Calculate the number of extracted crosslink sites per given gene annotation feature.

count

count function takes as input either a flattened annotation file generated by annotation function or a sliding windows file generated by createSlidingWindows function and a crosslink sites file generated by extract function and for each entry/window in the annotation/sliding windows file count the number of crosslink sites in the region.

In Shoji, the output is written in Apache parquet file format, with the following schema:

field (column) name

type

nullable

description

chrom

string

False

chromosome name

begin

uint32

False

window start position

end

uint32

False

window end position

uniq_id

string

False

unique id of this window

gene_id

string

False

gene id

gene_name

string

False

gene name

gene_type

string

False

gene type, eg: protein coding, lncRNA,…

feature

string

False

gene feature, intron or exon

nr_of_region

string

False

number of the current region

total_region

string

False

total number of regions

window_number

uint16

True

window number

strand

string

False

strand info

sample

string

False

sample name

pos_counts

map_(uint32, uint32)

False

Map of chromosome positions to crosslink counts

createMatrix

This function creates R friendly output matrices. It was seen that in some CLIP experiments the adjacent overlapping windows in the sliding windows file are duplicates of each other. In such cases, downstream analysis of these duplicate windows are not at all useful. As a workaround, while aggregating crosslink counts across all samples, this functon also filters out overlapping windows with duplicate crosslink counts across all samples, and keeps only the 5’ most window (in gene direction). This behavior can be overridden by using --allow_duplicates flag.

The following output files are generated:

  • count matrix: aggregated crosslink sites per window, per sample

  • annotation table : flattened annotation file with unique ids, gene names, gene features, gene ids, etc.

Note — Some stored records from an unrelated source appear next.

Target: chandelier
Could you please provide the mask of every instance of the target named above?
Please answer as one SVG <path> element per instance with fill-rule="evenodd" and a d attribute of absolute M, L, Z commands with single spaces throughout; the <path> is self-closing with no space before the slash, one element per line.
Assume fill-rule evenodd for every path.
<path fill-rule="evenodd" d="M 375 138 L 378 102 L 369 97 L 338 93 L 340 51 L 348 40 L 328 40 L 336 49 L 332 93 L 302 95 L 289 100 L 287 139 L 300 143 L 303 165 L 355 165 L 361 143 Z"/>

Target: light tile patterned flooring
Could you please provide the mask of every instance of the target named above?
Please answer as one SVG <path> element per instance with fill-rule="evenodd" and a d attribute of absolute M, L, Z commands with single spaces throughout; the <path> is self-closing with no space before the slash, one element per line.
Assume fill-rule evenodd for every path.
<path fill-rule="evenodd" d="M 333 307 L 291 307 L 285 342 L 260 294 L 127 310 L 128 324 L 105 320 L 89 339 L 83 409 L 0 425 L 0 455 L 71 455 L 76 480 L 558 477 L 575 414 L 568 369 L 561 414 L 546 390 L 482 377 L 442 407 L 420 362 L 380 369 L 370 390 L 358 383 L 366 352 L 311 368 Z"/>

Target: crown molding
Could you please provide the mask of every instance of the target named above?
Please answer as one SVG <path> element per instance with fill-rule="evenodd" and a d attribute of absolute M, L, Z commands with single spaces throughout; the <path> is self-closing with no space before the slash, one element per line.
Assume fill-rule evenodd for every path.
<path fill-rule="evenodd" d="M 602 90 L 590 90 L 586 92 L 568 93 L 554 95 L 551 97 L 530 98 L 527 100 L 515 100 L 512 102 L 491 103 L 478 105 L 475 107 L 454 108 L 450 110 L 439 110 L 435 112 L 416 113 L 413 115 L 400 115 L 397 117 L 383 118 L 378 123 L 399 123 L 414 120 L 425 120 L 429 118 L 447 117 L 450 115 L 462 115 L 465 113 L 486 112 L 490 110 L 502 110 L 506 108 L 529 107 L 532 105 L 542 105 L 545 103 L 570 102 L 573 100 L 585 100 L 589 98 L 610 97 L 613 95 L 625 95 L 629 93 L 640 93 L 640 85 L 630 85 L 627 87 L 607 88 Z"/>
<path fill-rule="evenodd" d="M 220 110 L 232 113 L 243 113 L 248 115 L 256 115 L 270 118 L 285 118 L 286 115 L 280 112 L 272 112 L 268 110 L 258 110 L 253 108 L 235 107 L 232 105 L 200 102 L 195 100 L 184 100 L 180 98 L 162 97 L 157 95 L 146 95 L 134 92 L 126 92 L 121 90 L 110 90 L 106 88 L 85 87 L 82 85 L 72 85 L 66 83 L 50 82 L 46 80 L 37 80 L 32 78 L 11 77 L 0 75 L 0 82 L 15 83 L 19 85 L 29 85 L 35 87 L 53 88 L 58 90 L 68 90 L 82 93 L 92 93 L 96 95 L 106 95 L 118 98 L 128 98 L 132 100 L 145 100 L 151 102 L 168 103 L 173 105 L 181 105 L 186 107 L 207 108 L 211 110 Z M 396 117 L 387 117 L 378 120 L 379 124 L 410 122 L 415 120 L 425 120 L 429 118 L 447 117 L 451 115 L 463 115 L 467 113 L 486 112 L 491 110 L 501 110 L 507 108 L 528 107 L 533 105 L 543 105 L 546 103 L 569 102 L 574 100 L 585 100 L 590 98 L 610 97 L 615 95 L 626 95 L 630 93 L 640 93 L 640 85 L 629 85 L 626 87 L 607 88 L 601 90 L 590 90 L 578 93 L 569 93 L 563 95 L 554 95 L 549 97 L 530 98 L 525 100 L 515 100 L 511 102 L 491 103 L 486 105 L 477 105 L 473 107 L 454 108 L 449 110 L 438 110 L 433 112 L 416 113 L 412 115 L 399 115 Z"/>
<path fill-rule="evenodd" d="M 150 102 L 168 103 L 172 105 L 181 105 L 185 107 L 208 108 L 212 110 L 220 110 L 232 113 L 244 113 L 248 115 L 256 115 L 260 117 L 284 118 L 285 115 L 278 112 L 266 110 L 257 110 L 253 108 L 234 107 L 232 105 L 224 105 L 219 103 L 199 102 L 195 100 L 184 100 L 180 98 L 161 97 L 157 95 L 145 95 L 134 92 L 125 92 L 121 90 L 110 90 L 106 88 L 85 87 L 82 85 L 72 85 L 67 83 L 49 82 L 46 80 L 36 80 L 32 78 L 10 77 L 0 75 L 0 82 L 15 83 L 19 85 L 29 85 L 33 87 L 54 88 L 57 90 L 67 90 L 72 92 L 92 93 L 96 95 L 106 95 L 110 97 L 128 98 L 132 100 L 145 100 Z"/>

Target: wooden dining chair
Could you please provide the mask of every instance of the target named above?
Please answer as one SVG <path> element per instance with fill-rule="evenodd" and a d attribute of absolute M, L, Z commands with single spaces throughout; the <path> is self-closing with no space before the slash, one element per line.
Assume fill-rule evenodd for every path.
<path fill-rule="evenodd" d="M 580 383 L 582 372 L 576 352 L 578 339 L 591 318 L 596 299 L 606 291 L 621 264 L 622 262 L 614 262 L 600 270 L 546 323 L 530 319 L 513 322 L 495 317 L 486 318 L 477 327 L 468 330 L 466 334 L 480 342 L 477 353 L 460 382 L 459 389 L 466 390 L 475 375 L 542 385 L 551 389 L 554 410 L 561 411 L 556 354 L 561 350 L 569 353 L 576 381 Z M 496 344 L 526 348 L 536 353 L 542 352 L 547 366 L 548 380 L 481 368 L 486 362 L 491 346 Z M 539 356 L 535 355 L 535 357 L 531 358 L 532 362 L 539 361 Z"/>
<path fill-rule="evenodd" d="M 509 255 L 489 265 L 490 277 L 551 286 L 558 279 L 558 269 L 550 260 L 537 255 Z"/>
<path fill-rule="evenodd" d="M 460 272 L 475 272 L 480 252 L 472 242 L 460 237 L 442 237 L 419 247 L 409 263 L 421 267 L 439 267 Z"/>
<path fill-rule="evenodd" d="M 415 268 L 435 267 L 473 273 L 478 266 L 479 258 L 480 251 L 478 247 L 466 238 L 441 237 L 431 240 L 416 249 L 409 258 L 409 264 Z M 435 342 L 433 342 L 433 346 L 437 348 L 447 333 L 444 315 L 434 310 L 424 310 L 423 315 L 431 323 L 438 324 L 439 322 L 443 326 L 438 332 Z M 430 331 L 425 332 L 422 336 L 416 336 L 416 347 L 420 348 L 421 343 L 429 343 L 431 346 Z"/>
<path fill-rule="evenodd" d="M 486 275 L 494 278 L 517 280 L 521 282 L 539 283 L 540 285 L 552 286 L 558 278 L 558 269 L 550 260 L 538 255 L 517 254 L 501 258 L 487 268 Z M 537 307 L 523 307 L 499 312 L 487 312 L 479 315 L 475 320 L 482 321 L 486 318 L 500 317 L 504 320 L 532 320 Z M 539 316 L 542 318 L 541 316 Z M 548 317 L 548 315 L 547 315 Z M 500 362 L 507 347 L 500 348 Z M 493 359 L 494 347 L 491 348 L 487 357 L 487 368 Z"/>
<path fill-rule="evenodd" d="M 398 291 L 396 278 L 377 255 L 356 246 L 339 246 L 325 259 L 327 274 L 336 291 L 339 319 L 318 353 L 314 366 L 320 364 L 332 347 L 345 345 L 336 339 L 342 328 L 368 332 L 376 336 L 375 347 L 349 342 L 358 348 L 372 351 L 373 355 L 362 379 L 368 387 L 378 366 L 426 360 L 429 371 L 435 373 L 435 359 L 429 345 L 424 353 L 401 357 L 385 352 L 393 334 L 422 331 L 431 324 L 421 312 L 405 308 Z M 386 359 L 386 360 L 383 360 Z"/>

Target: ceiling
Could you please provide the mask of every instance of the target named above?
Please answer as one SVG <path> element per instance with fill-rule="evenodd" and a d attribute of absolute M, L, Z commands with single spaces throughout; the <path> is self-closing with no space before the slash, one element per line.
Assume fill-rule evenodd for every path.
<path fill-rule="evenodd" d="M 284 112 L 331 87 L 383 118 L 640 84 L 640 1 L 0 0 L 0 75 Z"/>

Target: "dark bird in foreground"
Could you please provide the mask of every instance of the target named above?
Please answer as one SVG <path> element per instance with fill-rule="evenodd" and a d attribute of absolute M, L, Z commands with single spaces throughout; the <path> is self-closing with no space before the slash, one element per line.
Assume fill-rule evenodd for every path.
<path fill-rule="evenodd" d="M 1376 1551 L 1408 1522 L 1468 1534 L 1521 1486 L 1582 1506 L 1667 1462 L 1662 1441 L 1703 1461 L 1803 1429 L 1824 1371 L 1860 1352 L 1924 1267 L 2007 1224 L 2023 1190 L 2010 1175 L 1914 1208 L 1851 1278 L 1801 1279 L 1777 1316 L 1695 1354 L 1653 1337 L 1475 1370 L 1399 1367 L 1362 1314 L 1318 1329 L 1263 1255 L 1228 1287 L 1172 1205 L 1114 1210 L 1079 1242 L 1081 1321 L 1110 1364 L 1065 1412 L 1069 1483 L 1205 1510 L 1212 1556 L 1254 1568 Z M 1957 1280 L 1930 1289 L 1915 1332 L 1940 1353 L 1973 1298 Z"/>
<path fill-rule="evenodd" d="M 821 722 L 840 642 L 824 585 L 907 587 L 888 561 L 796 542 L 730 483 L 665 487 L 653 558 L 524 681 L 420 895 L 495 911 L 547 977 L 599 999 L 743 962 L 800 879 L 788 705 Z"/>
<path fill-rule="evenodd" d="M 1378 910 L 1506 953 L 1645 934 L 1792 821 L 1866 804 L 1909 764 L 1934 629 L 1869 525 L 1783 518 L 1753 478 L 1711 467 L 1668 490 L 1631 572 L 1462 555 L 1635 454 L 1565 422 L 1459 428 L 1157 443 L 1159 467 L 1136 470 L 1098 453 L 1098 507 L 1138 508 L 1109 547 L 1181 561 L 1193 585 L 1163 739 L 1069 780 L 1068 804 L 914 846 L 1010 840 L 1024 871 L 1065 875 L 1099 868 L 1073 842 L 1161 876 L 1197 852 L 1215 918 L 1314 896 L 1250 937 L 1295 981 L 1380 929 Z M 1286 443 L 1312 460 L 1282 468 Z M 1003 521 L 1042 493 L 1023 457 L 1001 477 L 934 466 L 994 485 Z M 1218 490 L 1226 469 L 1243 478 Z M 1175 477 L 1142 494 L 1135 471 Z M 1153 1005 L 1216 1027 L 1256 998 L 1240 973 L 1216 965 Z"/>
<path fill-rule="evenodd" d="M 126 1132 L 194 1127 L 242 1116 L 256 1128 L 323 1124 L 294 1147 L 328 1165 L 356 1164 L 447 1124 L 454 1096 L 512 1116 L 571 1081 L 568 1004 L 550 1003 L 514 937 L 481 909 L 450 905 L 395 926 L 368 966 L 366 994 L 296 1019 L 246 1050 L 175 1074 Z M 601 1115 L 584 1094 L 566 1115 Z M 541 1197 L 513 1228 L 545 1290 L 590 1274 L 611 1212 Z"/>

  • max count matrix (optional): maximum crosslink sites per window, per sample

Annotation table follows the following schema:

Column

Description

unique_id

Unique identifier of this window

chromosome

Chromosome name

begin

window start position

end

window end position

strand

Strand info

gene_id

Gene identifier

gene_name

Gene name

gene_type

Gene type, eg: protein coding, lncRNA,…

gene_region

Gene region type, intron or exon

Nr_of_region

number of the current region

Total_nr_of_region

total number of regions

window_number

(optional) Number of this window in the region

Further analysis

Further analysis and processing of crosslink windows is done using R/Bioconductor package DEWSeq. Please refer to the user manual of this package for requirements, installation and help.